ASPCA Reports Increase in Dog Adoptions

The New York City animal shelter saw cat and dog adoptions increase by double digits in 2007.

Dog adoptions at the American Society for the Prevention of Cruelty to Animals headquarters in New York City rose 23 percent in 2007, with 677 dogs finding new homes. Cat adoptions increased, too, with 2,051 cats going to new families to represent a 21-percent increase over 2006.

“This is the largest percentage increase we’ve ever see in a one-year span,” said Gail Buchwald, ASPCA senior vice president. “We hope to see this continue in 2008.”

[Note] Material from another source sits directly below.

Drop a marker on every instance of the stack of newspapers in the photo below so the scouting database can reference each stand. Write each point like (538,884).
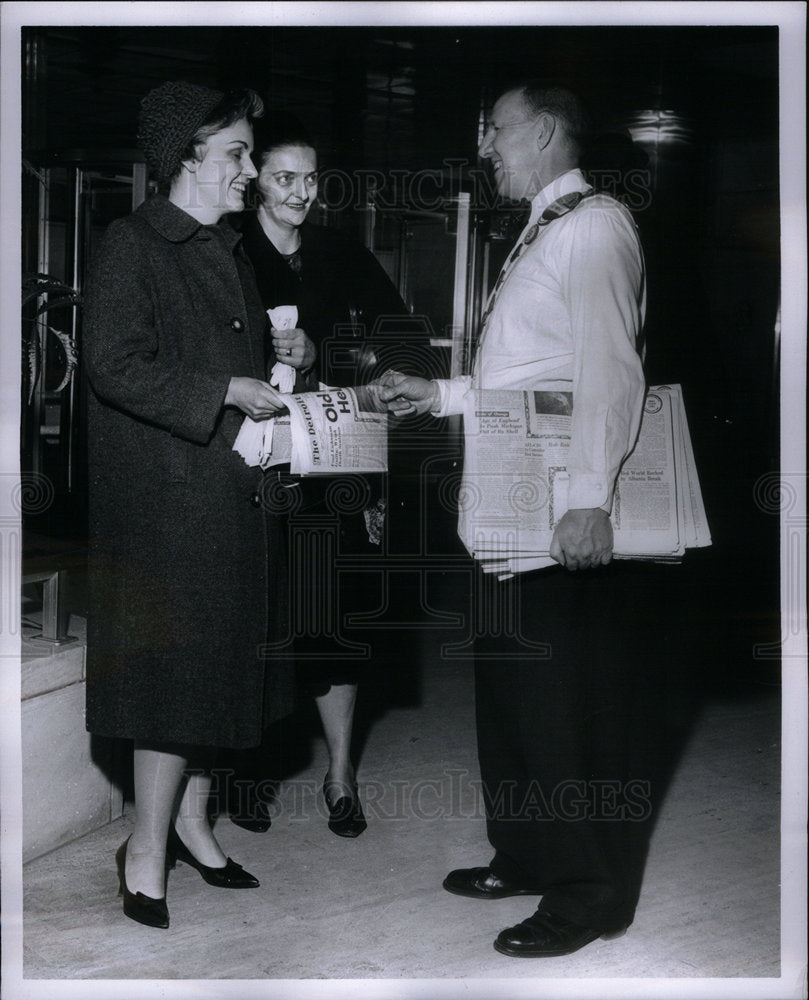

The ASPCA said a $5 million renovation of its pet adoption center is partially responsible for the rise in adoptions. The new center increased capacity by 40 percent, allowing animals to live in a cage-free environment that better showcases the pets’ adoptable qualities.

“Consumer awareness is also on the rise with respect to adoption,” Buchwald said. “Adoption is ‘in,’ leading to a strong demand for pets, and we were glad to be able to meet that demand because it means saving more homeless pets.”

Along with increases in cat and dog adoptions, the ASPCA reported increases in the number of animals spayed or neutered by its Mobile Clinic Outreach Program. A total of 14,215 cats and dogs were altered through the program in 2007, an 18 percent increase over 2006 and the greatest number recorded in a single year.